Dan Erickson came up with the idea of the non-dinner dinner party as a "pretentious, contrarian thing that people in this world might choose to do, to focus on the social element of dinner by forgoing the actual food."

==Reception==
"Good News About Hell" received highly positive reviews from critics. Matt Schimkowitz of The A.V. Club gave the episode an "A" and wrote, "The Apple TV+ drama has an extremely purposeful premiere. It's just bizarre and relatable enough. No one has crash-landed on an island in 'Good News About Hell', but Mark appears marooned in the interiors of Lumon Industries."

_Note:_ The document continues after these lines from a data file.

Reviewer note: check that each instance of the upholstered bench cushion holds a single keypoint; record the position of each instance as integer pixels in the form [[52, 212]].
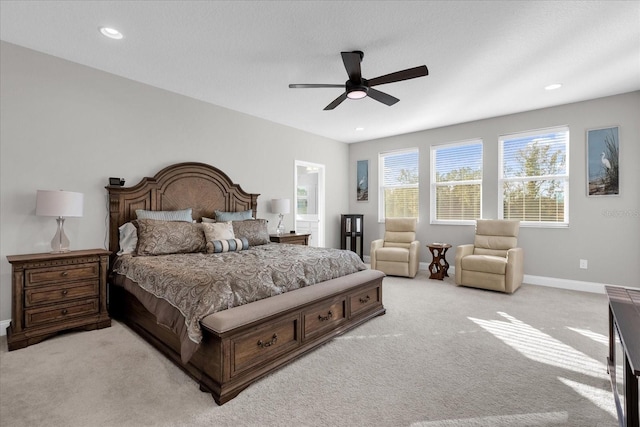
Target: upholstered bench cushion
[[485, 264], [232, 318], [392, 254]]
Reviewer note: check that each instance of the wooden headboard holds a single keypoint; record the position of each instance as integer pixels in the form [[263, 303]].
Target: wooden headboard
[[198, 186]]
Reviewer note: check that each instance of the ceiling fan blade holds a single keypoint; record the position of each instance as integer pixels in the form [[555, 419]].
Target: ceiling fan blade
[[336, 102], [398, 76], [351, 62], [302, 86], [382, 97]]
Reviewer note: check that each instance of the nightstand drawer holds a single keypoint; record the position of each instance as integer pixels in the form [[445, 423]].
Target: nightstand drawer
[[45, 276], [60, 312], [61, 293]]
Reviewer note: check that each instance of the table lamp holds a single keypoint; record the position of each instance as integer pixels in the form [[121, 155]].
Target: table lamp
[[60, 204], [281, 207]]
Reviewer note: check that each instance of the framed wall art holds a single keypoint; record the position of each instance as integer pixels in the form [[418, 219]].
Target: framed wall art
[[603, 159], [362, 180]]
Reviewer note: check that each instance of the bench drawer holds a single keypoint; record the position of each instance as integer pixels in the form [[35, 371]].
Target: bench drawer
[[263, 345], [365, 300], [324, 317]]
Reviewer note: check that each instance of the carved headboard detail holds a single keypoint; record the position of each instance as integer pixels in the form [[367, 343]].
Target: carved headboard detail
[[198, 186]]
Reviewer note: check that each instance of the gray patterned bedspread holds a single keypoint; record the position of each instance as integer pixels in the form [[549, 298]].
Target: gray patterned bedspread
[[200, 284]]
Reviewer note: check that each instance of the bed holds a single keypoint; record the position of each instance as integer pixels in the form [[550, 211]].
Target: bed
[[241, 344]]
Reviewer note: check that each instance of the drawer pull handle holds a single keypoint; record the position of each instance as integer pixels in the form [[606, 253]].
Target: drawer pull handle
[[262, 344], [327, 317]]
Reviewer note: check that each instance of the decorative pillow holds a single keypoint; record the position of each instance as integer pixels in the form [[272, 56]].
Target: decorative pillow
[[128, 238], [230, 245], [168, 237], [234, 216], [183, 215], [218, 231], [255, 231]]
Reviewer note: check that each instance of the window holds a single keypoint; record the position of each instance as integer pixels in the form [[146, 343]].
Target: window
[[534, 177], [398, 184], [456, 182]]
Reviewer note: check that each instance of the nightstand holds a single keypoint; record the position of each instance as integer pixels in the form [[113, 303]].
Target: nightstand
[[53, 292], [291, 238]]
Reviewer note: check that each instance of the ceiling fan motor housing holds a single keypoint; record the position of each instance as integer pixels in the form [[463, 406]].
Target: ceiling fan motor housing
[[357, 90]]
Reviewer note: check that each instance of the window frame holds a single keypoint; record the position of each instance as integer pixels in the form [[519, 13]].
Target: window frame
[[433, 184], [565, 177], [381, 186]]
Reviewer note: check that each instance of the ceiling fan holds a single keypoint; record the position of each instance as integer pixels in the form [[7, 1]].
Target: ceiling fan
[[357, 87]]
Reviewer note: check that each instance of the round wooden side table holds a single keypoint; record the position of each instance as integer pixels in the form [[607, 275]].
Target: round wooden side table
[[439, 265]]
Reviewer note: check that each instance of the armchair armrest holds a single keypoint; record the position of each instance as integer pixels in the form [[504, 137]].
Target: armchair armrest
[[375, 245], [461, 252], [515, 269]]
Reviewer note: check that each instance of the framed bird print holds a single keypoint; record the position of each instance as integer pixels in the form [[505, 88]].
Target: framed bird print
[[362, 180], [603, 160]]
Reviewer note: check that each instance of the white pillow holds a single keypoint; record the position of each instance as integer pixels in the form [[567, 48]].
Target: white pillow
[[128, 238], [218, 231]]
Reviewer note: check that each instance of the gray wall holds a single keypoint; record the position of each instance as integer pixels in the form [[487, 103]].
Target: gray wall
[[604, 230], [66, 126]]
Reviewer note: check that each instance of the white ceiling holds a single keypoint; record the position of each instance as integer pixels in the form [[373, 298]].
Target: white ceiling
[[485, 58]]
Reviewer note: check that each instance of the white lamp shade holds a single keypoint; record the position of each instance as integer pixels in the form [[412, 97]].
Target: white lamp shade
[[281, 206], [59, 203]]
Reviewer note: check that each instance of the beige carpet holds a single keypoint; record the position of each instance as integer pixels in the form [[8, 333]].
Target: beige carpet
[[441, 356]]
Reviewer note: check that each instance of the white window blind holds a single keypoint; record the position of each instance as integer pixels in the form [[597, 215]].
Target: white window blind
[[398, 184], [456, 182], [534, 177]]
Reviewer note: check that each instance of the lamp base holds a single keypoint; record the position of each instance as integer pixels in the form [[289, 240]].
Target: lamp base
[[280, 228], [60, 242]]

Erin Qualey of Vulture gave the episode a 4 star rating out of 5 and wrote, "One of the first great shows of 2022, Severance is a new series from Apple TV+, a streamer that is becoming known for taking risks on unique and wild narratives. Severance comes from the mind of writer Dan Erickson, and six of the nine episodes are deftly directed by Ben Stiller. With an all-star cast that boasts dynamite performances from Patricia Arquette, Christopher Walken, John Turturro, Britt Lower, and Adam Scott – playing not one but two versions of his character – the series is worth watching for its pedigree alone. Thankfully, it also has a gripping and cerebral plot." Oliver VanDervoort of Game Rant wrote, "One of the things that makes Severance so good right at the offset is that the viewer never really feels very comfortable inside the world of this Apple TV+ series. Director Ben Stiller has made it clear that there is nothing normal about the Severance procedure or a company that is asking its employees to undergo something like this. Even before things take a turn, it becomes quite clear that things just aren't right."

Mary Littlejohn of TV Fanatic gave the episode a 3 star rating out of 5 and wrote, "Episode 1 is too long with pacing issues that almost seem like Stiller is trolling the audience into experiencing the monotony firsthand. There is a sequence where Mark walks down seemingly a endless hallway for 90 seconds. It feels longer." Breeze Riley of Telltale TV gave the episode a 4.5 star rating out of 5 and wrote, "The question of why someone would choose to sever their life and the ethics of that decision would be enough to drive the conflict of a series. It's the secret of what the severance process is hiding for Lumon that makes Severance into a thrilling mystery."

===Awards and accolades===
Adam Scott submitted the episode to support his nomination for Outstanding Lead Actor in a Drama Series at the 74th Primetime Emmy Awards. He lost to Lee Jung-jae for Squid Game.